Diesen vor etwa 280 Mill. Jahren im Süßwassermillieu entstandenen Eisenerzen verdankt die saarländische Eisenindustrie ihre Entstehung. Das Hauptabbaugebiet lag zwischen den Orten Gresaubach und Rümmelbach nur 5 km südlich des Museums.

Noch heute erfreuen sich die “Lebacher Eier” unter Sammlern und Paläonthologen großer Beliebtheit aufgrund ihres Fossilinhaltes. Fische, kleine Saurier, aber auch seltener größere Pflanzenteile kommen meist bei Baumaßnahmen ans Tageslicht.
Die alten Tagebaue mit ihren Abraumhalden können im Saubachtal besichtigt werden.

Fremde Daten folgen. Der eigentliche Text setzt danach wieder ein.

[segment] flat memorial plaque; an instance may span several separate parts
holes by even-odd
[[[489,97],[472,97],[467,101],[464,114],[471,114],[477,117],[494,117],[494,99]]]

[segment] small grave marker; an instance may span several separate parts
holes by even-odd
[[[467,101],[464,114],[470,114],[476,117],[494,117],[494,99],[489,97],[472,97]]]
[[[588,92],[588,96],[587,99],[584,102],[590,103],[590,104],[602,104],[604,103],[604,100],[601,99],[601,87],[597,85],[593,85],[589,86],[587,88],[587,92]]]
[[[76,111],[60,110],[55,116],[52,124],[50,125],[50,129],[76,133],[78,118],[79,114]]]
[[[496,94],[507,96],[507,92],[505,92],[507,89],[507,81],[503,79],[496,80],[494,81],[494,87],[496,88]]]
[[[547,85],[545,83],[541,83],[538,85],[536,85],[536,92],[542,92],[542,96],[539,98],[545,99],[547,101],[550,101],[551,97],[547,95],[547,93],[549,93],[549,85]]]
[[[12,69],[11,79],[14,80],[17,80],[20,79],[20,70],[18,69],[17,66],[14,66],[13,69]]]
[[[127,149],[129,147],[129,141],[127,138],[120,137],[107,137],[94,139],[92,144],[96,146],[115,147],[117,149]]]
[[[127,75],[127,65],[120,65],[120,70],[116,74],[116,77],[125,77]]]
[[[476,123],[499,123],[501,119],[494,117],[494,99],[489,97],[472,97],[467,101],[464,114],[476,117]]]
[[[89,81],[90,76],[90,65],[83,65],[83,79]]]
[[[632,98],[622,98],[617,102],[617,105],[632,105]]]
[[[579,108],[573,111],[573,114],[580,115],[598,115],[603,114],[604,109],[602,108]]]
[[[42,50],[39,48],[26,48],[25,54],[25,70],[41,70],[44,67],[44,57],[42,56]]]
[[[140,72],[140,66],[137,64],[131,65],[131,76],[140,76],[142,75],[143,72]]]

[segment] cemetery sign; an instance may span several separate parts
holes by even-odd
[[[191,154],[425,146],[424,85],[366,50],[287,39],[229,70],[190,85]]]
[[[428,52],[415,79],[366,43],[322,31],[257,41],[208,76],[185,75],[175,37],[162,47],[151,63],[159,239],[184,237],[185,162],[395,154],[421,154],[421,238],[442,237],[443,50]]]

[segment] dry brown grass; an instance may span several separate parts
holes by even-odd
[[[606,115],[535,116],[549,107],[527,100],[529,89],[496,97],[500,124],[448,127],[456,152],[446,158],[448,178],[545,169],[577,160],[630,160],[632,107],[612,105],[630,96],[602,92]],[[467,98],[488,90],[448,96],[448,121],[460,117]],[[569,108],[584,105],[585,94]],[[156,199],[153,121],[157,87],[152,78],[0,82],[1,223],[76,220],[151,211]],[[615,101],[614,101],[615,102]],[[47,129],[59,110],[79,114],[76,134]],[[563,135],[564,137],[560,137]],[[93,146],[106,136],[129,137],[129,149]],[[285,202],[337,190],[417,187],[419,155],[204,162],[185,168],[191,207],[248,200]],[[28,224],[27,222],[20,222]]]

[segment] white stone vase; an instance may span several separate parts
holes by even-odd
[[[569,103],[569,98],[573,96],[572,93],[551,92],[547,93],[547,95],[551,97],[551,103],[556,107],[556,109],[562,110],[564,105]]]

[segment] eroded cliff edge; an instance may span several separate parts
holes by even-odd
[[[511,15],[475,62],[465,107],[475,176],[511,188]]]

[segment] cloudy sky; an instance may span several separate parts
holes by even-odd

Ein kleineres Vorkommen der Lebacher Eier liegt im Raum Nonnweiler-Otzenhausen.

Rötel

Ein Besuch des ehem. Landeskonservator Prof. Dr. A. Kolling im Museum brachte die Besonderheit des Mahlsteins ans Licht, denn es handelte sich nicht, wie ursprünglich vermutet um einen schlecht gefertigten Getreidemahlstein, sodern um eine Mineralmühle.

Bei der Untersuchung der darunterliegenden Aschengrube tauchten auch einige Rötelstücke mit Arbeitsspuren in der römerzeitlichen Asche auf.

Rötel ist ein mineralischer Farbstoff, wie er in unserem Raum noch bis ins letzte Jahrhundert genutzt wurde. Auch in der Römerzeit fand er Verwendung und gemischt mit Leinöl wird er zu einem außerst wetterfestem Holzanstrich, wie Hans Heck bei einem Feldversuch mit seiner Schulklasse nachweisen konnte. Vermutlich waren in römischer Zeit einige Gebäude mit “Neipeler Rot” bemalt, vielleicht stand hier sogar ein kleiner Betrieb zur Gewinnung des Farbstoffes?

Jugend sammelt Steine

Im Frühjahr 2001 zeigte Manuel Zimmer seine in Neipel entdeckten Steine, darunter versteinerte Hölzer und -!versteinerte devonische Korallen.
rechts zeigt er gerade seinem Freund Alexander (links) seine ausgestellten Schätze im Museum.